When Commissioner Hines pointed out that public access does exist to both those natural lands under county ownership, Robinson countered, “All access is not equal. … When you have to wade through knee-deep mud to launch a canoe, and you don’t have to do that in other places in the county, that sends a message to residents.”
Commissioner Carolyn Mason responded that she did not see why the County Commission could not proceed with the improvements to the two preserves at the same time it pursued negotiations to purchase Orange Hammock Ranch.
“I don’t think anyone here wants to do anything to hurt the City of North Port,” Chair Maio said. “But there’s no reason we can’t send a signal — this board — that Orange Hammock [is a high priority].” People have been telling county commissioners for 20, 30, 40 years, he added, “‘You must buy this one.’”
Vice Chair Caragiulo concurred that that the acquisition of the ranch did not need to be negotiated in concord with “a breach of an agreement with the City of North Port.”
“I think there’s money to do everything,” Maio told his colleagues, referring to the improvements to the two preserves and the potential $460,000 acquisition of the property next to Old Miakka Preserve.
Furthermore, Maio said, “This commissioner doesn’t want us to say [the offer for Orange Hammock Ranch is] capped at $5 million …”
More details about the ranch
As part of her presentation, Brown also noted that Orange Hammock Ranch first was identified in 1998 for inclusion in the county’s Environmentally Sensitive Lands Protection Program’s Eastern Ranchlands Protection program as a priority site.
The property has been used for agricultural and recreational hunting, she said, but no development exists on it.
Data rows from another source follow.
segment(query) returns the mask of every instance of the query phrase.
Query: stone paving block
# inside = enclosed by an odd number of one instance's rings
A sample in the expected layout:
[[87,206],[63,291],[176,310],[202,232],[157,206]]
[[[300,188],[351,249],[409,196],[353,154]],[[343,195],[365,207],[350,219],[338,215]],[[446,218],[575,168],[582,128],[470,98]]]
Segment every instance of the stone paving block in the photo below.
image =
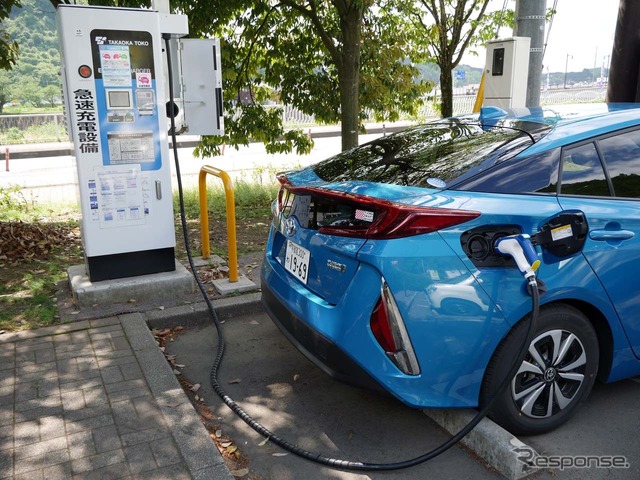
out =
[[122,449],[110,452],[98,453],[89,457],[78,458],[71,461],[71,470],[74,474],[91,472],[108,465],[122,463],[125,461]]
[[113,393],[113,392],[121,392],[123,390],[133,390],[138,388],[144,388],[146,386],[147,386],[147,382],[145,382],[143,379],[138,379],[138,380],[126,380],[122,382],[105,385],[105,389],[107,390],[107,393]]
[[[50,398],[50,397],[47,397]],[[38,399],[40,400],[40,399]],[[31,400],[32,402],[35,402],[37,400]],[[37,407],[37,408],[32,408],[30,410],[25,410],[25,411],[16,411],[15,412],[15,421],[16,422],[26,422],[28,420],[37,420],[40,417],[48,417],[51,415],[62,415],[62,402],[60,402],[60,398],[58,397],[58,404],[57,405],[51,405],[51,406],[45,406],[45,407]]]
[[72,460],[90,457],[98,453],[90,430],[68,435],[67,442],[69,443],[69,455]]
[[118,402],[120,400],[132,399],[137,397],[151,396],[151,391],[145,385],[144,387],[132,390],[119,390],[117,392],[107,392],[110,402]]
[[171,438],[150,442],[149,446],[159,467],[166,467],[182,461],[180,452]]
[[121,447],[120,437],[115,425],[107,425],[105,427],[94,428],[91,431],[93,435],[93,443],[98,453],[108,452]]
[[48,363],[53,362],[56,358],[53,348],[47,348],[46,350],[38,350],[36,354],[36,363]]
[[67,480],[71,478],[71,462],[64,462],[42,469],[45,480]]
[[77,358],[82,356],[93,355],[93,347],[91,344],[74,343],[71,345],[65,345],[64,347],[56,349],[56,358]]
[[60,391],[64,393],[72,390],[84,390],[85,388],[100,386],[102,386],[102,379],[100,377],[93,377],[78,380],[76,382],[62,383],[60,385]]
[[52,440],[45,440],[44,442],[41,441],[21,446],[20,448],[16,449],[15,459],[16,461],[20,461],[29,457],[42,456],[47,452],[53,452],[66,448],[67,438],[58,437]]
[[37,420],[16,423],[13,427],[13,442],[16,447],[40,441],[40,425]]
[[16,365],[36,363],[36,352],[32,350],[26,350],[24,352],[16,352],[15,363]]
[[[37,396],[37,389],[36,389]],[[60,399],[60,395],[50,395],[44,398],[35,398],[33,400],[25,400],[20,403],[16,403],[15,411],[16,412],[25,412],[33,409],[46,409],[46,408],[56,408],[62,407],[62,400]]]
[[170,437],[170,435],[169,430],[165,428],[149,428],[139,432],[121,433],[120,440],[122,440],[122,445],[129,447],[131,445],[138,445],[140,443],[167,438]]
[[100,371],[97,368],[91,370],[85,370],[74,373],[63,373],[58,375],[58,382],[60,385],[65,383],[77,382],[79,380],[88,380],[90,378],[100,378]]
[[124,381],[124,376],[118,365],[113,367],[106,367],[100,370],[102,373],[102,381],[107,383],[117,383]]
[[0,388],[11,387],[15,384],[13,370],[0,371]]
[[[49,468],[51,468],[51,467],[49,467]],[[4,478],[4,477],[0,477],[0,478]],[[28,473],[21,473],[19,475],[14,475],[11,478],[13,480],[47,480],[45,478],[45,476],[44,476],[44,469],[43,468],[28,472]]]
[[13,392],[14,392],[14,387],[0,388],[0,405],[13,404]]
[[0,450],[13,448],[13,425],[0,427]]
[[20,404],[38,398],[38,384],[35,382],[20,383],[15,386],[15,401]]
[[104,427],[106,425],[113,425],[113,417],[110,414],[99,415],[97,417],[91,417],[84,420],[67,420],[65,421],[65,427],[67,433],[77,433],[84,430],[92,430],[94,428]]
[[42,417],[38,419],[40,429],[40,440],[51,440],[64,437],[64,419],[59,415]]
[[0,451],[0,478],[6,478],[12,473],[13,450],[2,450]]
[[158,467],[153,452],[147,443],[126,447],[124,453],[131,473],[141,473]]
[[26,375],[29,373],[40,373],[50,372],[56,366],[54,360],[50,360],[45,363],[32,363],[32,364],[19,364],[16,366],[16,377]]
[[52,465],[58,465],[60,463],[69,461],[69,450],[56,450],[52,452],[46,452],[41,455],[29,457],[27,460],[15,462],[14,472],[16,475],[23,474],[32,471],[39,471],[43,468],[50,467]]
[[60,384],[55,375],[41,378],[36,382],[36,386],[38,387],[38,398],[60,395]]
[[[6,407],[6,405],[4,405]],[[14,422],[13,407],[9,410],[0,408],[0,427],[11,425]]]
[[126,365],[127,363],[136,362],[136,357],[133,355],[115,356],[115,357],[98,357],[98,367],[106,368],[114,365]]
[[127,464],[124,462],[107,465],[91,472],[73,476],[73,480],[128,480],[131,478]]
[[82,393],[84,394],[84,401],[87,407],[98,407],[109,402],[107,392],[102,386],[85,388]]
[[60,394],[60,398],[62,399],[62,408],[65,412],[81,410],[87,406],[87,404],[84,403],[84,395],[81,389],[64,391]]
[[0,371],[1,370],[12,370],[16,366],[16,361],[13,356],[11,358],[0,357]]
[[96,407],[85,407],[80,410],[72,410],[64,413],[65,421],[86,420],[91,417],[111,414],[109,405],[98,405]]

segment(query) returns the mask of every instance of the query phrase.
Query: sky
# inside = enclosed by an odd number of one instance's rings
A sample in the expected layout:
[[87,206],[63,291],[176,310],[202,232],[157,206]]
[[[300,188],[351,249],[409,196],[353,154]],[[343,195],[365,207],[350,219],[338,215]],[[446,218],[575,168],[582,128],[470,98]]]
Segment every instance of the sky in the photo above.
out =
[[[565,64],[570,72],[593,68],[594,62],[600,68],[607,61],[605,57],[611,55],[619,3],[619,0],[558,0],[543,60],[544,72],[547,67],[550,72],[564,72]],[[503,1],[492,0],[492,4],[499,9]],[[547,8],[552,6],[553,0],[547,0]],[[515,8],[515,2],[509,2],[508,8]],[[545,38],[548,31],[549,23]],[[500,38],[511,36],[511,29],[500,31]],[[477,57],[466,55],[461,63],[483,67],[485,53],[483,50],[478,53]]]

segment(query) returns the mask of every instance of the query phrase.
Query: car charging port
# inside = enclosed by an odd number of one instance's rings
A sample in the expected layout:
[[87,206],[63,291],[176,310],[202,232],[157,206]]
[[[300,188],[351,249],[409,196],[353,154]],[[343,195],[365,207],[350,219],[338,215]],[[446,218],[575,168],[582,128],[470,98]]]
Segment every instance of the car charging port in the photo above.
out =
[[519,235],[522,229],[518,225],[484,225],[464,232],[460,236],[462,250],[478,267],[513,267],[512,257],[504,256],[494,248],[502,237]]
[[564,258],[582,250],[588,232],[584,213],[566,211],[543,223],[538,233],[531,237],[531,242],[540,245],[543,252]]

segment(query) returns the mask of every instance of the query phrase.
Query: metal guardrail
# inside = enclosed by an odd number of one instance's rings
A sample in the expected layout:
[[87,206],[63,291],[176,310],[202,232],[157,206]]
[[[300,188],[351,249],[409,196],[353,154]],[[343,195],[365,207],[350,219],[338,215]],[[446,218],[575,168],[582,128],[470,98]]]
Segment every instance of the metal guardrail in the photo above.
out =
[[207,202],[207,174],[218,177],[224,185],[225,208],[227,212],[227,255],[229,257],[229,282],[238,281],[238,247],[236,240],[236,204],[231,177],[224,170],[204,165],[198,177],[198,195],[200,199],[200,239],[202,240],[202,258],[211,256],[209,238],[209,207]]

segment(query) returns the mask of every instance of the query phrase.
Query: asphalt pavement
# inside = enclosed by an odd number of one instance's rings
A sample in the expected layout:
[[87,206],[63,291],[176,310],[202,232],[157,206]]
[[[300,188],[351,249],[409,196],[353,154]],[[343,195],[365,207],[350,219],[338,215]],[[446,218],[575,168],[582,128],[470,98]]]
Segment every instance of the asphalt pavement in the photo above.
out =
[[[395,462],[420,455],[449,438],[423,412],[328,377],[302,356],[264,313],[229,319],[223,329],[227,352],[220,371],[221,384],[250,415],[294,444],[329,457]],[[211,390],[208,379],[216,342],[213,326],[205,324],[187,328],[169,350],[186,365],[183,374],[191,382],[202,384],[203,396],[220,417],[223,432],[247,456],[251,473],[257,478],[501,478],[472,451],[460,446],[426,464],[386,473],[331,470],[292,454],[279,456],[283,450],[269,443],[261,446],[262,437]],[[559,462],[562,456],[619,456],[625,457],[629,468],[596,468],[593,463],[590,468],[541,468],[530,478],[640,478],[638,402],[637,380],[596,384],[587,403],[569,423],[545,435],[520,438],[550,462]],[[563,461],[574,461],[566,458]],[[580,458],[576,465],[581,465]]]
Public access to it is available through the adjacent, 6,000-acre RV Griffin Reserve, which is owned by SWFWMD.
Approximately 60% to 75% of Orange Hammock Ranch is wetlands, Brown added. It serves as habitat for a variety of wildlife, including bobcats, whitetail deer, reptiles and numerous bird species.
During the public comments period earlier in the meeting, Bob Clark — representing the Venice Area Audubon Society and Florida Audubon — told the board that the ranch, as part of the Myakka River watershed, has been identified as one of the state’s Important Bird Areas, which are designated both on state and national levels.